Das allerdings sah die Amtsrichterin anders. Im vorliegenden Fall erkannte sie sehr wohl ein „besonderes berechtigtes Interesse“ der Ehefrau und gesetzlichen Vertreterin, ihren Mann am Krankenbett besuchen zu dürfen. Der Ausnahmetatbestand in der Corona-Verordnung gebe dies her. Der Vergleich, dem der Geno-Vertreter zustimmte, sieht nun vor, dass Stefanie Mencke ihren Mann dreimal pro Woche für jeweils zwei Stunden sehen darf. „Ich bin absolut erleichtert“, sagte sie nach der Verhandlung dem WESER-KURIER. Sie hoffe, dass die Geno künftig in ähnlich gelagerten Fällen „mehr Sensibilität bei ihrem pflichtgemäßen Ermessen“ an den Tag legt.

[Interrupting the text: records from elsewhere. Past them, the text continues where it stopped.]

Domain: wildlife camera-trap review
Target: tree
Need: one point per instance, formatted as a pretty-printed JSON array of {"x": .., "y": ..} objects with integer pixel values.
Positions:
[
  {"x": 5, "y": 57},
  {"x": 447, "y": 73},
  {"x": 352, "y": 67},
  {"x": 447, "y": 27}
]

Entscheidung war ein Einzelfall
Die Klage des Ehepaares Mencke gegen die Gesundheit Nord war der erste Fall, bei dem das Amtsgericht über ein Besuchsverbot auf Grundlage der Corona-Verordnung zu verhandeln hatte. Gerichtssprecherin Cosima Freter bemühte sich im Anschluss, dem Eindruck entgegenzuwirken, dass sich nun die Krankenhaustüren generell wieder für Angehörige von Patienten öffnen. Es sei um eine Einzelfallentscheidung gegangen, „und es kann durchaus Fälle geben, in denen objektiv kein Besuchsrecht besteht“.

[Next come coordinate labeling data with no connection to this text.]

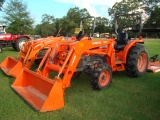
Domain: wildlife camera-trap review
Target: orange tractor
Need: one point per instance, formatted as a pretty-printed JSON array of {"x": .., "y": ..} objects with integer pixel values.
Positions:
[
  {"x": 31, "y": 52},
  {"x": 97, "y": 58}
]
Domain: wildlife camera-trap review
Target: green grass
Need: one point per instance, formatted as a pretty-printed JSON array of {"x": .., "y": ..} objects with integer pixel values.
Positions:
[{"x": 126, "y": 98}]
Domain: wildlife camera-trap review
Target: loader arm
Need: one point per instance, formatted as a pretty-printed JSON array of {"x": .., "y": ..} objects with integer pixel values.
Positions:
[
  {"x": 27, "y": 55},
  {"x": 70, "y": 64}
]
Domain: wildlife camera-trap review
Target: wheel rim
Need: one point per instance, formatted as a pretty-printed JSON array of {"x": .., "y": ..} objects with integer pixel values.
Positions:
[
  {"x": 21, "y": 44},
  {"x": 104, "y": 78},
  {"x": 142, "y": 62}
]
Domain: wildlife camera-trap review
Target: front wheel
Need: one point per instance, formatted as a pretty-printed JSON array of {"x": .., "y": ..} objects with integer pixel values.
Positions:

Für Geno-Sprecherin Karen Matiszick lenkt der Rechtsstreit den Blick auf das Dilemma, mit dem der Klinikverbund konfrontiert ist. „Das ist ein ganz schwieriges Thema“, räumte sie ein. „Mit jedem Besucher öffnet man die Tür für das Virus“, deshalb müsse der Zugang zu den Klinikgebäuden sehr restriktiv gehandhabt werden. Matiszick: „Uns ist bewusst, wie schmerzhaft das für die Angehörigen ist.“ Die Klinikleitungen träfen die Einzelfallentscheidungen auf der Grundlage der Corona-Verordnung und nicht als Willkürakt. „Wir sind bemüht, das sensibel zu handhaben“, sagte Matiszick. Für Stefanie Mencke steht fest, dass der Klinikverbund dieses Fingerspitzengefühl im Fall ihres Ehemannes vermissen ließ. Bei allem Verständnis für die Wichtigkeit der Corona-Prävention im Krankenhaus müsse doch eines klar sein: „Es geht hier auch um die Würde von Menschen.“
Corona-Verordnung
Seit dem Frühjahr hat der Senat seine Maßnahmen zur Eindämmung der Covid-19-Pandemie in Verordnungen gebündelt, die mehrfach überarbeitet wurden. Am 7. Oktober wurde die 18. Verordnung in Kraft gesetzt. Sie sieht unter anderem das - mit Ausnahmebestimmungen versehene - Besuchsverbot in Krankenhäusern vor, außerdem die Sperrstunde in der Gastronomie und eine Maskenpflicht an ausgewiesenen Orten. Außerdem beinhaltet die Corona-Verordnung ein Verbot von Menschenansammlungen in der Öffentlichkeit von mehr als fünf Personen.